At that time I was in the middle of my medical studies and had no idea what I would be doing in a few years. I am a person who lives very much in the here and now. I was already politically active as a teenager and probably couldn’t have imagined that one day I would be flying around on a plane for a living, as I do now as a professional cyclist. By the way, I am not as rigid as people sometimes describe me.
What do you mean?
Well, there are aspects of my life that have led the media to paint a certain picture of me. I would face a dilemma every day if I were to live radically according to my principles. It is important to make decisions that you can stand behind. One example is the environment, which is going to the dogs if humanity continues the way it is. I will always advocate for improving the framework conditions and for us to think and live more ecologically. But it would be wrong to be too militant and point the finger at others.
How much courage did it take to give up an exciting, well-paid job as a doctor a few years ago to become a professional cyclist?
Money has never been and will never be a basis for me to decide to do or not do something. I am not naive because I know that you need money to live a decent life. But following only financial considerations is rarely a recipe for happiness. It is much better to live out your passions, to pursue your interests and to follow your dreams.
You are popular with sponsors as an advertising medium and very successful as a professional cyclist. How satisfied are you with your life and your income?
I am able to pursue my passion and that is important to me. And I can now make a good living from it.
How do you see the development of women’s sport in general?
Things are moving forward. But we shouldn’t look at sport in isolation. It is fundamental that women get the respect they deserve in all areas and that they are treated equally. Unfortunately, the situation in cycling is still such that men get much more of the attention. For women there is often a lack of exposure, which is why female cyclists are less well known.
«For women there is often a lack of exposure»
You started competitive sports very late. Do you sometimes think what would have been possible if you had trained when you were young?
No, that’s not how I operate. It’s just right how everything has developed in my life. And I still have a few more good and enjoyable years left in cycling.
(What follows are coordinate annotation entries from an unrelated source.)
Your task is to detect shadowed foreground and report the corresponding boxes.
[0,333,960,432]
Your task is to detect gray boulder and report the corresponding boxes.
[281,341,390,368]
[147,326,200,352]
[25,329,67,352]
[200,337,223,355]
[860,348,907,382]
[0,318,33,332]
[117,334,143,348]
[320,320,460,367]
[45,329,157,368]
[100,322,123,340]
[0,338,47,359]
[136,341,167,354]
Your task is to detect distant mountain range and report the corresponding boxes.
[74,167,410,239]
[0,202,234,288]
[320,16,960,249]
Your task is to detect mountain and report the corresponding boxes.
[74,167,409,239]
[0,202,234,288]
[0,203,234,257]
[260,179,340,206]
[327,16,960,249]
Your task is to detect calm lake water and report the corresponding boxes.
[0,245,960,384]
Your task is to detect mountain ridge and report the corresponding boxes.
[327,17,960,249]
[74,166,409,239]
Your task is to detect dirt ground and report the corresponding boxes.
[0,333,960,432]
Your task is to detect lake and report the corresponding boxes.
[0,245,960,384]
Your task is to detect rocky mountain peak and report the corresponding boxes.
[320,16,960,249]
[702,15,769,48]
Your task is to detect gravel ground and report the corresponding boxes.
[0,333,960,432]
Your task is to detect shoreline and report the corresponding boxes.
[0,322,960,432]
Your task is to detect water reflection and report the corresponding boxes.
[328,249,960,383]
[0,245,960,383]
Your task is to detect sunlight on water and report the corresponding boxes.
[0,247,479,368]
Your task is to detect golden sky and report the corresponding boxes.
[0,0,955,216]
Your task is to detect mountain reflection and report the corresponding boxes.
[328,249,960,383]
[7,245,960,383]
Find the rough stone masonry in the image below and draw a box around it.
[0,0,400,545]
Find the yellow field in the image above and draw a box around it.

Next year there’s the Olympic Games in Paris, which will hopefully be a great experience.
You grew up on a farm in a rural area. How much did that influence you?
I still live in Hindelbank, that’s my home. But of course I also became a vegetarian because I unfortunately saw how animals are sometimes kept on many rural farms. For me, it has nothing to do with lifestyle that I eat consciously, respectfully and vegetarian.
And what will you be doing in 10 years?
You would like to hear that I will be a doctor and politician then, wouldn’t you? (smiles) As I said, I live in the present. When I see what has changed in my life over the past 10 years, it is very difficult to make a prediction today about what will be in 2033. I would like to find a balance in life then, too. Anything is possible, I have no shortage of interests.